Stendhal, kitabında, Feodal üretim tarzını yansıtan “Yel değirmenleri” gibi, suyun akış gücünden elde edilen enerjiyle çalıştırılan fabrikayı tanımlıyor.
Romanı okurken 1830’lu yılların koşullarıyla, günümüzün koşullarını kıyaslamak; değişen örf ve adetler ile birlikte kadın erkek ilişkilerinin de ne derecede değişime uğradığı; kaçınılmaz olarak zihnimizi meşgul etmektedir. İnsanların düşüncelerinin oluşumunda, yaşamış oldukları toplumun içinde bulunduğu ekonomik ve siyasi konumunun önemi bir kez daha belirgin olarak ortaya çıkmaktadır.

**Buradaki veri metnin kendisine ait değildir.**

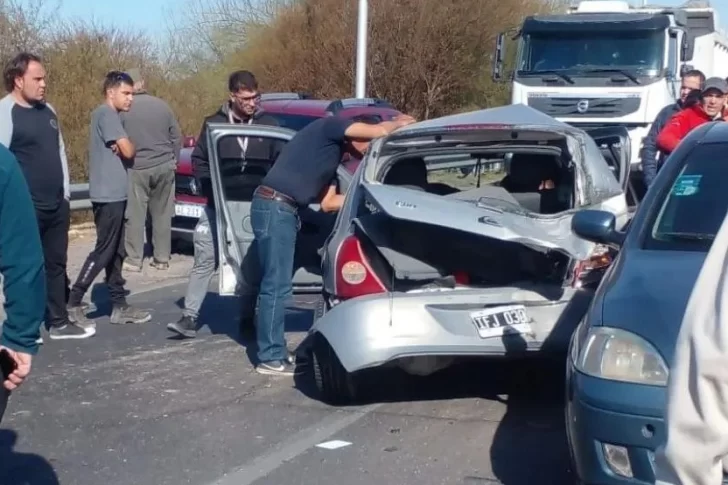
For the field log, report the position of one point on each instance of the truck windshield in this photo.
(582, 52)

Yaklaşık olarak 200 sene önceki Rönesans ve Reformları yaşamış Batı toplumları ile tebaa konumundan sıyrılmaya çalışan bizim gibi Doğu yarımkürede yer alan toplumların kıyaslanması, bizi pek de sağlıklı sonuçlar üretmeye sevk etmemektedir. En iyisi biz okuduğumuz romanın etkisinden bir parçada olsun sıyrılıp, Marx’ın insanı materyalist olarak tanımlayan şu cümleleriyle gerçek dünyanın gerçeklerine geri dönelim:
“İnsanlar, kendi tarihlerini kendileri yaparlar, ama onu serbestçe seçtikleri parçaları bir araya getirerek değil. Dolaysızca önlerinde buldukları, geçmişten devreden verili koşullar dâhilinde yaparlar. Tüm göçüp gitmiş kuşakların oluşturduğu gelenekler, yaşayanların beyinlerine bir kâbus gibi çökmektedir.”